Many other serogroups of Vibrio cholerae, with or without the cholera toxin gene, can cause a cholera-like illness, as can non-toxigenic strains of the O1 and O139 serogroups. Click here for more information on illness caused by non-O1 and non-O139 V. cholerae serogroup infections. Cholera is a major cause of epidemic diarrhea throughout the developing world. There has been an ongoing global pandemic in Asia, Africa and Latin America for the last four decades. In the United States, incidence is very low (0-5 cases per year) due to ingestion of contaminated food. If left untreated, 25-50% of typical cholera cases are fatal.

A person can get cholera by drinking water or eating food contaminated with the cholera bacterium. Large epidemics are often related to fecal contamination of water supplies or street vended foods. The disease is occasionally transmitted through eating raw or undercooked shellfish that are naturally contaminated.

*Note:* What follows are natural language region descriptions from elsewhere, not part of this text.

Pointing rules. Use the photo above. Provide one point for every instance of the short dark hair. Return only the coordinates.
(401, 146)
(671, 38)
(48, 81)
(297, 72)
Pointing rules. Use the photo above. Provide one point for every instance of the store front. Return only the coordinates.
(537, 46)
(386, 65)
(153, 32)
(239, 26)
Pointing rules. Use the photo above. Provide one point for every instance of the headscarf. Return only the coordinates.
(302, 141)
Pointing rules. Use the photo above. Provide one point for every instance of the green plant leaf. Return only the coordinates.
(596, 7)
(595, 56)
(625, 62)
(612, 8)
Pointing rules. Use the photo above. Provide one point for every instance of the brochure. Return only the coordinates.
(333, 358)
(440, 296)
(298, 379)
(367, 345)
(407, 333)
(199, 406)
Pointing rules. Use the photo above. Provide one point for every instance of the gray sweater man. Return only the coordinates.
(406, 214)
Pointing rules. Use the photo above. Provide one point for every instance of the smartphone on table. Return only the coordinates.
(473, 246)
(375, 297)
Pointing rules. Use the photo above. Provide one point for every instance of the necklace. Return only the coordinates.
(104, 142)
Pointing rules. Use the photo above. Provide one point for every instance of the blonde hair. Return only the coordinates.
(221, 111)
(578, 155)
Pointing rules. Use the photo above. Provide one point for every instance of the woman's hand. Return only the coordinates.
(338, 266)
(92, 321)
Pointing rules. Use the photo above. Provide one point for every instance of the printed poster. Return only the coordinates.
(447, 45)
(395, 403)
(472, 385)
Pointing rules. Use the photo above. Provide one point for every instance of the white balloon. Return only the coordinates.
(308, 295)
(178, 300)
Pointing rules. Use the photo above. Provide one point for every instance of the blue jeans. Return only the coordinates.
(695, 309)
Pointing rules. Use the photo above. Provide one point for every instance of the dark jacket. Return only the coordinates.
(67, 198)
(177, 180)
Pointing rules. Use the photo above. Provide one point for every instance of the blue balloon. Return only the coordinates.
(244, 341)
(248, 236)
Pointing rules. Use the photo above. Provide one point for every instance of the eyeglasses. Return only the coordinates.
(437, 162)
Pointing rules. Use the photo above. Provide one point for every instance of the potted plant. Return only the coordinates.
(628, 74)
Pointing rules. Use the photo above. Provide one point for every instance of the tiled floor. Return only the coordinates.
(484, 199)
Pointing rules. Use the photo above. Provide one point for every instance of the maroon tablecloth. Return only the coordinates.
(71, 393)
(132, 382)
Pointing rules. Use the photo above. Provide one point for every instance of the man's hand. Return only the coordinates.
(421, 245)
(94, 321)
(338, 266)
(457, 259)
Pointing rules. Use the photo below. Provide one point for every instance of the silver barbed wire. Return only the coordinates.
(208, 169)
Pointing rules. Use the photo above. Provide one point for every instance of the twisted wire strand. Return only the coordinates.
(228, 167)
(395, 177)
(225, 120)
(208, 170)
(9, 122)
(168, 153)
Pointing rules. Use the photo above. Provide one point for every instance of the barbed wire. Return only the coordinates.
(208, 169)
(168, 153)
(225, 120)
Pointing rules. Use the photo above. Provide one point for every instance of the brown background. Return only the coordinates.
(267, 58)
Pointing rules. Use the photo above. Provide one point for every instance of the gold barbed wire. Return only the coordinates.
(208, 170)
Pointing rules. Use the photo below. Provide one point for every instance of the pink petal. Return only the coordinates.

Large population migrations into urban centers in developing countries are straining existing water and sanitation infrastructure and increasing disease risk. Epidemics are a marker for poverty and lack of basic sanitation. Multiple routes of transmission mean that successful prevention may require different specific measures in different areas. Natural infection and currently available vaccines offer incomplete protection of relatively short duration; no multivalent vaccines are available for O139 infections.


Simple rehydration treatment saves lives, but logistics of delivery in remote areas remains difficult during epidemic periods. Accompanying antibiotic treatment is helpful but may be difficult because of growing antimicrobial resistance. Natural reservoirs in warm coastal waters make eradication very unlikely.

In the U.S., there has been a modest increase in imported cases since 1991 related to travel and ongoing epidemics.